6. Since ${\pi(a')}$ is in ${\langle \pi(c),\pi(d) \rangle}$, it follows that ${o(\pi(a'))}$ divides ${m}$, which divides ${o(c)o(d)}$.
7. However, since ${o(\pi(a'))}$ divides ${o(a)}$ which is relatively prime to ${o(c)o(d)}$, the only way this can happen is ${o(\pi(a')) = 1}$.
8. That means ${\pi(a') = 1}$, so ${a' \in G_i}$ since ${G_i}$ is the kernel of ${\pi}$.
9. But ${G_i}$ is normal in ${G}$, not just in ${G_{i-1}}$, so ${x a' x^{-1}}$ is in ${G_i}$. This puts ${a}$ into ${G_i}$, which yields a contradiction.

To someone with good algebraic intuition this comes trippingly off the tongue, which is why it is a service to communicate in public. So we thank Colin Reid—and we will see if the insight gained works against our more-complicated stratagems of this kind. Colin is currently a grad student at Queen Mary college, University of London.

It may be that deterministically simulating each level of a Boolean circuit simply must bump you one step along a composition series, which in a solvable group ${G}$ is a finite, non-renewable resource.
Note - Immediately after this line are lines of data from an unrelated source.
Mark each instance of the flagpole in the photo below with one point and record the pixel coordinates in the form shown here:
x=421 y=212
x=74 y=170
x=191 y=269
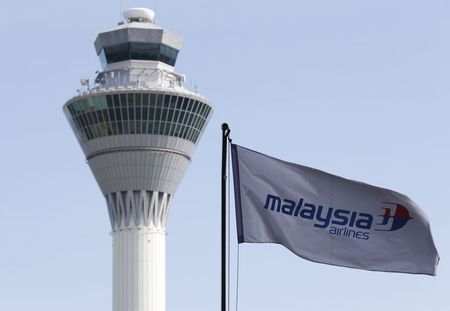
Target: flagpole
x=224 y=268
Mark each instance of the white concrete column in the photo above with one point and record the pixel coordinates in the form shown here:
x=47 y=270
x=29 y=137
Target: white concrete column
x=139 y=269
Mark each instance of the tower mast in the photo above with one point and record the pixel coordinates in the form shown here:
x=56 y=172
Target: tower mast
x=138 y=128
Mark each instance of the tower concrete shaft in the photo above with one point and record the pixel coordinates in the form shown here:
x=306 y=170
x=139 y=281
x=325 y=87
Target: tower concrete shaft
x=138 y=128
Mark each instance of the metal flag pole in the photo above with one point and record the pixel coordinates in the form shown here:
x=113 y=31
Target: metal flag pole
x=224 y=278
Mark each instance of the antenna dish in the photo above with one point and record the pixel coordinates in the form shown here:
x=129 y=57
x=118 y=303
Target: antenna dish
x=141 y=15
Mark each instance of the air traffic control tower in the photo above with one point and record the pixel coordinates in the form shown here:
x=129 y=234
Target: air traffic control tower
x=138 y=128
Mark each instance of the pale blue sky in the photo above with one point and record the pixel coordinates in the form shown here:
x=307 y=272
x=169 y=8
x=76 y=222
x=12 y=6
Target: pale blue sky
x=355 y=88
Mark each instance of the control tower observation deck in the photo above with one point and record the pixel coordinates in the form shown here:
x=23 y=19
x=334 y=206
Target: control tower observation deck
x=138 y=128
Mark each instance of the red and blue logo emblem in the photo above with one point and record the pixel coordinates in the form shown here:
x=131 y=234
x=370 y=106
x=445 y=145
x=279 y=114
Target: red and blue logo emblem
x=395 y=217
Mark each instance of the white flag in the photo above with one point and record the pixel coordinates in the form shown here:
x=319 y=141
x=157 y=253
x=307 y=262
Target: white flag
x=329 y=219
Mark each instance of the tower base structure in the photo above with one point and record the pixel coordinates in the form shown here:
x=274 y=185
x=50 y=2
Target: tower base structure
x=139 y=269
x=138 y=128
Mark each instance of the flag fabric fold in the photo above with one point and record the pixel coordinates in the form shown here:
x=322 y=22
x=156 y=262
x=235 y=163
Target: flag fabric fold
x=329 y=219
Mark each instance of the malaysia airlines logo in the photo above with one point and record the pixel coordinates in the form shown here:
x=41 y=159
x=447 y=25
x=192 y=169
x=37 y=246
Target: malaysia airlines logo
x=395 y=217
x=339 y=221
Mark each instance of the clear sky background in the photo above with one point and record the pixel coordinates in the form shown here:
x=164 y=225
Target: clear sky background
x=356 y=88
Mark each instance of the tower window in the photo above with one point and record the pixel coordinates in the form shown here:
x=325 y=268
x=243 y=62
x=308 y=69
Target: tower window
x=138 y=51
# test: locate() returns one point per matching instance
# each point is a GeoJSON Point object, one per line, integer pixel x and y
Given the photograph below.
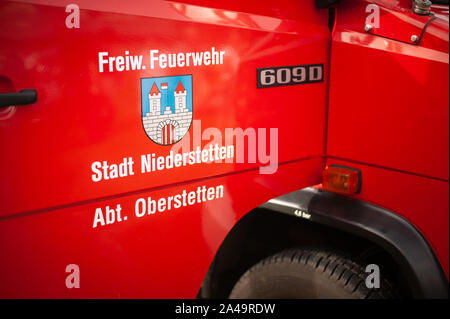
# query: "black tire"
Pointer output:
{"type": "Point", "coordinates": [308, 274]}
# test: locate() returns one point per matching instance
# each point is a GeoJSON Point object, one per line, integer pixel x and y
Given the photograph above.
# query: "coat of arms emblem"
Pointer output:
{"type": "Point", "coordinates": [166, 107]}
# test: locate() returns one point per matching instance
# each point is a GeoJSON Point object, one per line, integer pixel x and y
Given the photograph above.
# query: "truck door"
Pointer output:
{"type": "Point", "coordinates": [134, 99]}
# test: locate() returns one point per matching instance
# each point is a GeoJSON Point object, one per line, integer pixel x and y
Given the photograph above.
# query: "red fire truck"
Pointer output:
{"type": "Point", "coordinates": [215, 149]}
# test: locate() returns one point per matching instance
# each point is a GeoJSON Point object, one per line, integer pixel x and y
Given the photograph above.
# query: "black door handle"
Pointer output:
{"type": "Point", "coordinates": [23, 97]}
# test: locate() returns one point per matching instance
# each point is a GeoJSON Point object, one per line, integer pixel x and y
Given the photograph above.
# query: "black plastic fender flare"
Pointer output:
{"type": "Point", "coordinates": [395, 234]}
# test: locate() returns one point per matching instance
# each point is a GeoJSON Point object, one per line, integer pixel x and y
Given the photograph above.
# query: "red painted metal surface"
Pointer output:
{"type": "Point", "coordinates": [390, 118]}
{"type": "Point", "coordinates": [47, 194]}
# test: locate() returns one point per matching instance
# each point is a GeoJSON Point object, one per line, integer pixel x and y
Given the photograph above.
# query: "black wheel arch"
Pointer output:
{"type": "Point", "coordinates": [409, 250]}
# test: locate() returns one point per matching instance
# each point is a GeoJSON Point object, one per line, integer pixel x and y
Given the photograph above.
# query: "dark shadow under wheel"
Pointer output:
{"type": "Point", "coordinates": [309, 274]}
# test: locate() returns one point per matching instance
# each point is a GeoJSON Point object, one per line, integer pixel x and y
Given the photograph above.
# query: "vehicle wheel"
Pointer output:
{"type": "Point", "coordinates": [307, 274]}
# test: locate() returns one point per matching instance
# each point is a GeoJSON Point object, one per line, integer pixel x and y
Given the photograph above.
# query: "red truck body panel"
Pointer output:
{"type": "Point", "coordinates": [358, 116]}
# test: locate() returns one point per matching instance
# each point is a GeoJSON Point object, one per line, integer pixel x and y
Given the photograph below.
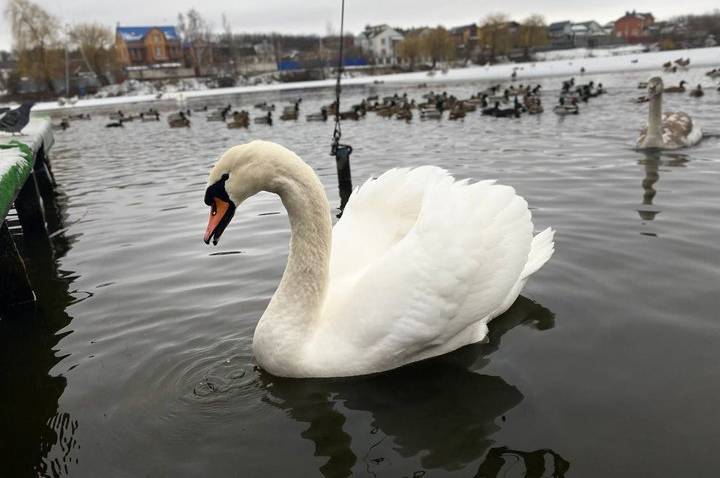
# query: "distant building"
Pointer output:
{"type": "Point", "coordinates": [590, 28]}
{"type": "Point", "coordinates": [632, 26]}
{"type": "Point", "coordinates": [465, 38]}
{"type": "Point", "coordinates": [381, 42]}
{"type": "Point", "coordinates": [148, 45]}
{"type": "Point", "coordinates": [560, 31]}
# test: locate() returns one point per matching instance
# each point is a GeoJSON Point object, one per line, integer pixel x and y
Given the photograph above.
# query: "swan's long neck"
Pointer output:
{"type": "Point", "coordinates": [654, 132]}
{"type": "Point", "coordinates": [299, 298]}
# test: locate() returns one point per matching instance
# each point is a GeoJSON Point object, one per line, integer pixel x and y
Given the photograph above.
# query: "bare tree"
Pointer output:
{"type": "Point", "coordinates": [410, 49]}
{"type": "Point", "coordinates": [195, 31]}
{"type": "Point", "coordinates": [495, 34]}
{"type": "Point", "coordinates": [532, 33]}
{"type": "Point", "coordinates": [95, 42]}
{"type": "Point", "coordinates": [35, 33]}
{"type": "Point", "coordinates": [438, 45]}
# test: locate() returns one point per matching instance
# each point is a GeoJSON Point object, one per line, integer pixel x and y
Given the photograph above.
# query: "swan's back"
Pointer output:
{"type": "Point", "coordinates": [420, 263]}
{"type": "Point", "coordinates": [678, 131]}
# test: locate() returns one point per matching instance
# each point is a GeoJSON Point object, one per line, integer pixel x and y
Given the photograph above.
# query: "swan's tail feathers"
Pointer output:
{"type": "Point", "coordinates": [541, 250]}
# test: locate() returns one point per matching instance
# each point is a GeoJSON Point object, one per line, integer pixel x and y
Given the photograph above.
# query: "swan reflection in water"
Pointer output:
{"type": "Point", "coordinates": [439, 411]}
{"type": "Point", "coordinates": [37, 438]}
{"type": "Point", "coordinates": [651, 163]}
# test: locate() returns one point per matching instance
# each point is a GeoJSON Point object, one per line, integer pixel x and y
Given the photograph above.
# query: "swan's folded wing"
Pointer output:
{"type": "Point", "coordinates": [454, 266]}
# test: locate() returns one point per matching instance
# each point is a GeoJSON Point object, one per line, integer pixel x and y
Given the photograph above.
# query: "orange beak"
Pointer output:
{"type": "Point", "coordinates": [220, 214]}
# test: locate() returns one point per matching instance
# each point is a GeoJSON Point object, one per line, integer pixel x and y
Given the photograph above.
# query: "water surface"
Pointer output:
{"type": "Point", "coordinates": [138, 360]}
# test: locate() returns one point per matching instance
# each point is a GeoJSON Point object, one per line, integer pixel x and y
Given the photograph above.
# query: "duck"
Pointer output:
{"type": "Point", "coordinates": [322, 116]}
{"type": "Point", "coordinates": [62, 125]}
{"type": "Point", "coordinates": [697, 92]}
{"type": "Point", "coordinates": [676, 89]}
{"type": "Point", "coordinates": [179, 120]}
{"type": "Point", "coordinates": [416, 267]}
{"type": "Point", "coordinates": [289, 115]}
{"type": "Point", "coordinates": [240, 119]}
{"type": "Point", "coordinates": [350, 115]}
{"type": "Point", "coordinates": [150, 115]}
{"type": "Point", "coordinates": [264, 119]}
{"type": "Point", "coordinates": [666, 130]}
{"type": "Point", "coordinates": [430, 114]}
{"type": "Point", "coordinates": [456, 114]}
{"type": "Point", "coordinates": [404, 114]}
{"type": "Point", "coordinates": [563, 108]}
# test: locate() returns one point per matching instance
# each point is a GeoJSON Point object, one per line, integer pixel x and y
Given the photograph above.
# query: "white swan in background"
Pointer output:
{"type": "Point", "coordinates": [668, 130]}
{"type": "Point", "coordinates": [417, 266]}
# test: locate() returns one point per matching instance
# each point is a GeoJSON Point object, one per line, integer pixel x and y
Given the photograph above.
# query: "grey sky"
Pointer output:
{"type": "Point", "coordinates": [296, 16]}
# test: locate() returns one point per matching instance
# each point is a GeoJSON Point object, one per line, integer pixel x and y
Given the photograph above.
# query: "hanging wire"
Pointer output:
{"type": "Point", "coordinates": [337, 132]}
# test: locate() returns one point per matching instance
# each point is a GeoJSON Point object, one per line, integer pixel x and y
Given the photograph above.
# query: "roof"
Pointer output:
{"type": "Point", "coordinates": [138, 33]}
{"type": "Point", "coordinates": [639, 15]}
{"type": "Point", "coordinates": [558, 25]}
{"type": "Point", "coordinates": [373, 31]}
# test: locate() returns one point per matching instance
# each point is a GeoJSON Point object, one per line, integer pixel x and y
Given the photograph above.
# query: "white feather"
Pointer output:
{"type": "Point", "coordinates": [417, 266]}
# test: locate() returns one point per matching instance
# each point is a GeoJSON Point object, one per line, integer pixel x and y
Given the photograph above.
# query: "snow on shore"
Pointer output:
{"type": "Point", "coordinates": [605, 62]}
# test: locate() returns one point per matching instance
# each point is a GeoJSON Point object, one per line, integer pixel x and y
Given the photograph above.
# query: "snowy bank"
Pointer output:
{"type": "Point", "coordinates": [605, 63]}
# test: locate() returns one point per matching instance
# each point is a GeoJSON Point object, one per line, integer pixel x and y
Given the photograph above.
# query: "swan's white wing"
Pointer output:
{"type": "Point", "coordinates": [420, 263]}
{"type": "Point", "coordinates": [679, 130]}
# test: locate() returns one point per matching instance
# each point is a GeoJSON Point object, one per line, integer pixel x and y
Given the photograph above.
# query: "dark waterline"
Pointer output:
{"type": "Point", "coordinates": [137, 361]}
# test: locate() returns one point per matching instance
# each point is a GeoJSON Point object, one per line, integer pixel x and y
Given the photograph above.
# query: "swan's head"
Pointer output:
{"type": "Point", "coordinates": [241, 172]}
{"type": "Point", "coordinates": [655, 87]}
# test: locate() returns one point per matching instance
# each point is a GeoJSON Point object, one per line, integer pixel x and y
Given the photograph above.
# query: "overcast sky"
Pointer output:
{"type": "Point", "coordinates": [314, 16]}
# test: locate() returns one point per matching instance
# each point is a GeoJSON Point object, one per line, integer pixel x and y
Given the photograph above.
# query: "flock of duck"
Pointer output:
{"type": "Point", "coordinates": [510, 102]}
{"type": "Point", "coordinates": [664, 130]}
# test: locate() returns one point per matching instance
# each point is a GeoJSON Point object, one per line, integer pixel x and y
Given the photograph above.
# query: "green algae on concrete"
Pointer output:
{"type": "Point", "coordinates": [16, 163]}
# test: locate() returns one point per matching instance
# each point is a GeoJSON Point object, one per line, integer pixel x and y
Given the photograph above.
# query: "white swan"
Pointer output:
{"type": "Point", "coordinates": [669, 130]}
{"type": "Point", "coordinates": [417, 266]}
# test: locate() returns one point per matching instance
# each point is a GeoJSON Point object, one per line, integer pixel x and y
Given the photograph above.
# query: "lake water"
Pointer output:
{"type": "Point", "coordinates": [138, 360]}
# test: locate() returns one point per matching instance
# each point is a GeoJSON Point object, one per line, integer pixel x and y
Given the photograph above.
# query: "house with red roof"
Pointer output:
{"type": "Point", "coordinates": [147, 45]}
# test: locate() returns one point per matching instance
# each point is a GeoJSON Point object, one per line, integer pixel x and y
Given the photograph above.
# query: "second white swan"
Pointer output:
{"type": "Point", "coordinates": [416, 267]}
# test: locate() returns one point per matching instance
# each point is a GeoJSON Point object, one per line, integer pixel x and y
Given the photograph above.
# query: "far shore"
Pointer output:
{"type": "Point", "coordinates": [628, 62]}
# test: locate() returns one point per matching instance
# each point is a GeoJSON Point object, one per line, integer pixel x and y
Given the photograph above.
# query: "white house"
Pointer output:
{"type": "Point", "coordinates": [381, 42]}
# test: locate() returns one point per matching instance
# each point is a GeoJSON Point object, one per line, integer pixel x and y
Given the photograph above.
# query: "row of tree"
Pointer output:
{"type": "Point", "coordinates": [41, 44]}
{"type": "Point", "coordinates": [496, 35]}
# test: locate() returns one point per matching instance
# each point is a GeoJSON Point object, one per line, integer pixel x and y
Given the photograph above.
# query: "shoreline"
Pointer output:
{"type": "Point", "coordinates": [628, 62]}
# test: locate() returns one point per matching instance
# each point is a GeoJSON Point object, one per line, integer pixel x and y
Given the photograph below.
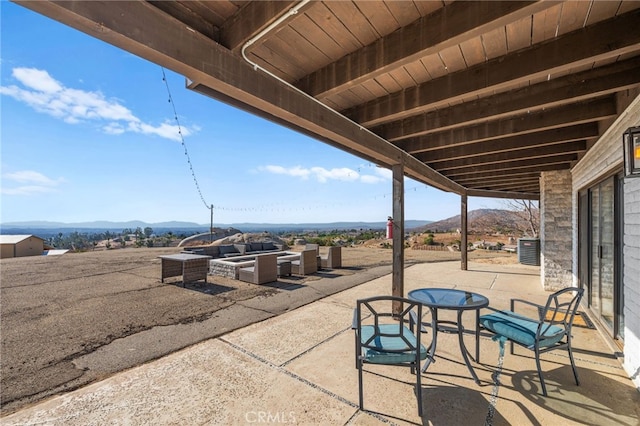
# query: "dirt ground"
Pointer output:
{"type": "Point", "coordinates": [66, 321]}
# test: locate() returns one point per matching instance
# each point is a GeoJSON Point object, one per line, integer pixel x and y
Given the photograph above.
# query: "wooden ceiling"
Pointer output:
{"type": "Point", "coordinates": [477, 98]}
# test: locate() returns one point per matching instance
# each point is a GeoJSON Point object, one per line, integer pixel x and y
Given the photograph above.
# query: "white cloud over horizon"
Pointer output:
{"type": "Point", "coordinates": [45, 94]}
{"type": "Point", "coordinates": [322, 175]}
{"type": "Point", "coordinates": [29, 182]}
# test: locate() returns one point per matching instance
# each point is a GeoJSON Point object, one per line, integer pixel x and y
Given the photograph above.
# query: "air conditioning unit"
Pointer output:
{"type": "Point", "coordinates": [529, 251]}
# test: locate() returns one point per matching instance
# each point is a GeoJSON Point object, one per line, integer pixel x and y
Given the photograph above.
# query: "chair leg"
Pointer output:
{"type": "Point", "coordinates": [544, 388]}
{"type": "Point", "coordinates": [573, 364]}
{"type": "Point", "coordinates": [419, 390]}
{"type": "Point", "coordinates": [360, 396]}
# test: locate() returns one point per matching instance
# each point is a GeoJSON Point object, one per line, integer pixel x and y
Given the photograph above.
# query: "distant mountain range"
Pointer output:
{"type": "Point", "coordinates": [96, 226]}
{"type": "Point", "coordinates": [481, 220]}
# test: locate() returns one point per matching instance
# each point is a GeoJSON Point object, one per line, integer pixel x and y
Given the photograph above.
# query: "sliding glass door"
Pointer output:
{"type": "Point", "coordinates": [600, 252]}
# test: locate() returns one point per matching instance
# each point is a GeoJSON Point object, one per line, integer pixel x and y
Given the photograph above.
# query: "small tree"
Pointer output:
{"type": "Point", "coordinates": [529, 215]}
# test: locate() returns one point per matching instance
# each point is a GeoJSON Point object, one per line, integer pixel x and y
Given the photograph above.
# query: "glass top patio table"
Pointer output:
{"type": "Point", "coordinates": [450, 299]}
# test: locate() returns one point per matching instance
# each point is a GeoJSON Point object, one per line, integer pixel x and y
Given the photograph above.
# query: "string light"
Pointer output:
{"type": "Point", "coordinates": [184, 145]}
{"type": "Point", "coordinates": [262, 208]}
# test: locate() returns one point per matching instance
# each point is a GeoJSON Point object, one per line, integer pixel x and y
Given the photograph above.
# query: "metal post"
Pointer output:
{"type": "Point", "coordinates": [397, 288]}
{"type": "Point", "coordinates": [463, 231]}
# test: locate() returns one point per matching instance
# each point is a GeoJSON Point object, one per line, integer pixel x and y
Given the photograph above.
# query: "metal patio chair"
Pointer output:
{"type": "Point", "coordinates": [385, 338]}
{"type": "Point", "coordinates": [549, 331]}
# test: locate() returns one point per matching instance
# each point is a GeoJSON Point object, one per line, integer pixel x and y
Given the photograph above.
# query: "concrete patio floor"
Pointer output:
{"type": "Point", "coordinates": [298, 368]}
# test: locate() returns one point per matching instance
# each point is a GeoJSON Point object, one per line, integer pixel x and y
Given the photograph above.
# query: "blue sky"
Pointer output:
{"type": "Point", "coordinates": [88, 133]}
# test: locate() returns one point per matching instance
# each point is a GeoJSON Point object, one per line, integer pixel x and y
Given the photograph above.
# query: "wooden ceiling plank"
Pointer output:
{"type": "Point", "coordinates": [601, 10]}
{"type": "Point", "coordinates": [514, 143]}
{"type": "Point", "coordinates": [427, 7]}
{"type": "Point", "coordinates": [299, 52]}
{"type": "Point", "coordinates": [495, 43]}
{"type": "Point", "coordinates": [606, 39]}
{"type": "Point", "coordinates": [504, 194]}
{"type": "Point", "coordinates": [452, 59]}
{"type": "Point", "coordinates": [506, 173]}
{"type": "Point", "coordinates": [472, 51]}
{"type": "Point", "coordinates": [545, 24]}
{"type": "Point", "coordinates": [215, 70]}
{"type": "Point", "coordinates": [528, 164]}
{"type": "Point", "coordinates": [552, 118]}
{"type": "Point", "coordinates": [497, 180]}
{"type": "Point", "coordinates": [519, 34]}
{"type": "Point", "coordinates": [250, 20]}
{"type": "Point", "coordinates": [443, 28]}
{"type": "Point", "coordinates": [309, 29]}
{"type": "Point", "coordinates": [325, 18]}
{"type": "Point", "coordinates": [379, 16]}
{"type": "Point", "coordinates": [434, 66]}
{"type": "Point", "coordinates": [358, 24]}
{"type": "Point", "coordinates": [417, 71]}
{"type": "Point", "coordinates": [508, 156]}
{"type": "Point", "coordinates": [207, 24]}
{"type": "Point", "coordinates": [579, 87]}
{"type": "Point", "coordinates": [402, 77]}
{"type": "Point", "coordinates": [628, 5]}
{"type": "Point", "coordinates": [573, 16]}
{"type": "Point", "coordinates": [404, 12]}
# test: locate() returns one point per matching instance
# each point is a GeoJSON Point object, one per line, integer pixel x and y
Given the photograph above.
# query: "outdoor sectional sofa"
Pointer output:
{"type": "Point", "coordinates": [232, 250]}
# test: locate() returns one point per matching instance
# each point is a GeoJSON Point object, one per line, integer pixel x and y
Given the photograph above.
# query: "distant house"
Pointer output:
{"type": "Point", "coordinates": [20, 245]}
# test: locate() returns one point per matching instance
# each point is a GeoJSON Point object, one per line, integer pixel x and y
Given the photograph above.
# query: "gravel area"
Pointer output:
{"type": "Point", "coordinates": [66, 321]}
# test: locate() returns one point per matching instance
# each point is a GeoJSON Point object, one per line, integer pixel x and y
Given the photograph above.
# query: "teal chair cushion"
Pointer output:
{"type": "Point", "coordinates": [388, 339]}
{"type": "Point", "coordinates": [521, 329]}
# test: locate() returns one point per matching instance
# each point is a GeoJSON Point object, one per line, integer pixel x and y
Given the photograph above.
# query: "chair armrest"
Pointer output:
{"type": "Point", "coordinates": [354, 322]}
{"type": "Point", "coordinates": [527, 302]}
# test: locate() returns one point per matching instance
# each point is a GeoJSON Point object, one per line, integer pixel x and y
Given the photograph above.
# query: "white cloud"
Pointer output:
{"type": "Point", "coordinates": [44, 94]}
{"type": "Point", "coordinates": [28, 182]}
{"type": "Point", "coordinates": [323, 175]}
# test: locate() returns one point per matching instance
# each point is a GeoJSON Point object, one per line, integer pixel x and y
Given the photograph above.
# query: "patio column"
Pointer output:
{"type": "Point", "coordinates": [397, 287]}
{"type": "Point", "coordinates": [463, 231]}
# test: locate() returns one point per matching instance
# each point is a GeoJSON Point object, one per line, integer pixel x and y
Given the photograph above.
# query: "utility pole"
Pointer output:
{"type": "Point", "coordinates": [211, 227]}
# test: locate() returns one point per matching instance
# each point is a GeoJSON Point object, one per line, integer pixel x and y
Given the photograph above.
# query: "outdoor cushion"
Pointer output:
{"type": "Point", "coordinates": [268, 245]}
{"type": "Point", "coordinates": [521, 329]}
{"type": "Point", "coordinates": [228, 249]}
{"type": "Point", "coordinates": [375, 352]}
However, we also have other ideas\dots Perhaps we can get mileage out of choosing different solvable groups ${G}$ for different input sizes ${n}$. This relates complexity questions to ones about the possible lengths of composition series in groups of certain sizes—although what we know about such sizes is not so promising. But perhaps a randomized simulation can possibly avoid these limitations.

Complexity Theory

I think we have good intuition here, but I have seen many surprises in my career:

• Linear Programming is in polynomial time.
• Nondeterministic space is closed under complement.
• Polynomial size bounded branching programs are powerful.
• Permanent has random self-reduction.
• Quantum polynomial time can factor integers.
• De-randomization of random walks for undirected graphs.
• Proofs can be checked in constant time.
• The existence of Zero-Knowledge protocols.
• ${\dots}$

I have reasonable intuition, yet all of these were surprising to me. Even some that I worked on and contributed to their development.

Open Problems

Is intuition simply built up by learning more and more about an area? Or is intuition something that is separate from just being an expert in an area? Can you be quite strong in an area and still have weak intuition, or is that impossible?